Bei fehlender positiver Kenntnis kann ein Unterlassungs- oder Löschungsanspruch wegen mittelbarer Störerschaft aufgrund eines vom Hostprovider oder dem Betreiber des Informationsportals einzuleitenden Prüfverfahrens entstehen. Wird der Provider nämlich mit der Beanstandung eines Betroffenen konfrontiert, die so konkret gefasst ist, dass der Rechtsverstoß auf der Grundlage der Behauptung des Betroffenen unschwer bejaht werden kann, ist eine Ermittlung und Bewertung des gesamten Sachverhalts unter Berücksichtigung einer etwaigen Stellungnahme des für den beanstandeten Beitrag Verantwortlichen erforderlich (erstmals BGHZ 191, 219= NJW 2012, 148 Rn. 25f. und jetzt BGH NJW 2016, 2106 = BGHZ 209, 139[i] Rn. 24; vgl. auch Palandt/Sprau, BGB, 76. Aufl., § 823 Rz. 203; MünchKomm-BGB/Rixecker, 7. Aufl., Anhang § 12 Rz. 246). Welcher Überprüfungsaufwand vom Hostprovider im Einzelfall zu verlangen ist, ist aufgrund einer umfassenden Interessenabwägung, bei der die betroffenen Grundrechte der Beteiligten zu berücksichtigen sind, zu ermitteln (BGH NJW 2016, 2106 Rn. 38). Mindestens ist in der Regel jedenfalls eine Stellungnahme des einstellenden Dritten zu der Rüge des Betroffenen einzuholen. Eine Verpflichtung zur Löschung des beanstandeten Eintrags entsteht, wenn auf der Grundlage der Stellungnahme des für den Beitrag Verantwortlichen und einer etwaigen Replik des Betroffenen unter Berücksichtigung etwa zu verlangender Nachweise von einer rechtswidrigen Verletzung des Persönlichkeitsrechts auszugehen ist (BGHZ 191, 219 Rn. 27). Ein Anspruch auf Unterlassung/Löschung besteht aber auch, wenn keine Stellungnahme des Dritten eingeholt wird, der Hostprovider also seinen Prüfpflichten nicht nachkommt.
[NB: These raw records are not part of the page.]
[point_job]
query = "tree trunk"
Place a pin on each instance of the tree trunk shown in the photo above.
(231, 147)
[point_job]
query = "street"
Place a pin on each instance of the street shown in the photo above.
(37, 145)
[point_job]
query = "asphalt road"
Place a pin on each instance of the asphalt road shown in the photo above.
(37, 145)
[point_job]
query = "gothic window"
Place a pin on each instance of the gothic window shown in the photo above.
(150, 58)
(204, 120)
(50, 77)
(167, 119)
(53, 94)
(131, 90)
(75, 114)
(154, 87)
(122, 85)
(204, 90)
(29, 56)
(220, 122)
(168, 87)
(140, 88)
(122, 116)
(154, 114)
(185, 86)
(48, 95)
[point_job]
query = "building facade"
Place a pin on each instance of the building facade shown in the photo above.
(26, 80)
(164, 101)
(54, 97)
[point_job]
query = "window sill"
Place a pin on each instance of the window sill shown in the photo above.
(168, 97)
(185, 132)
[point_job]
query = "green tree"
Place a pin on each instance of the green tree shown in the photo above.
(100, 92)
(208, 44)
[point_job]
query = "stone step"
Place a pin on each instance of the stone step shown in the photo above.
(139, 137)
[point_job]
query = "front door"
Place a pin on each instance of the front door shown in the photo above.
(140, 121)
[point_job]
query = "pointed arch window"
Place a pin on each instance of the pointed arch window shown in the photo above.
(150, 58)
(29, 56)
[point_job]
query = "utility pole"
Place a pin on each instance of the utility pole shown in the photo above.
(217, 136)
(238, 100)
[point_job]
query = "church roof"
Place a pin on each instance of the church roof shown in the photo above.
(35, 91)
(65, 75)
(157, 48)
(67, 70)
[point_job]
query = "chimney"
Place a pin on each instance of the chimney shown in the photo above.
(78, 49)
Hier hat zwar die Klägerin den Beklagten mit dem vorgerichtlichen Schreiben vom 27.5.2016 aufgefordert, "Rücksprache bei dem direkten Verletzer zu nehmen" und der Beklagte hat nichts unternommen. Gleichwohl besteht unter diesem Gesichtspunkt kein Anspruch auf Unterlassung gegen den Beklagten, denn es fehlt in dem Schreiben an einer so konkret gefassten Darstellung, dass auf ihrer Grundlage der Rechtsverstoß unschwer bejaht werden kann.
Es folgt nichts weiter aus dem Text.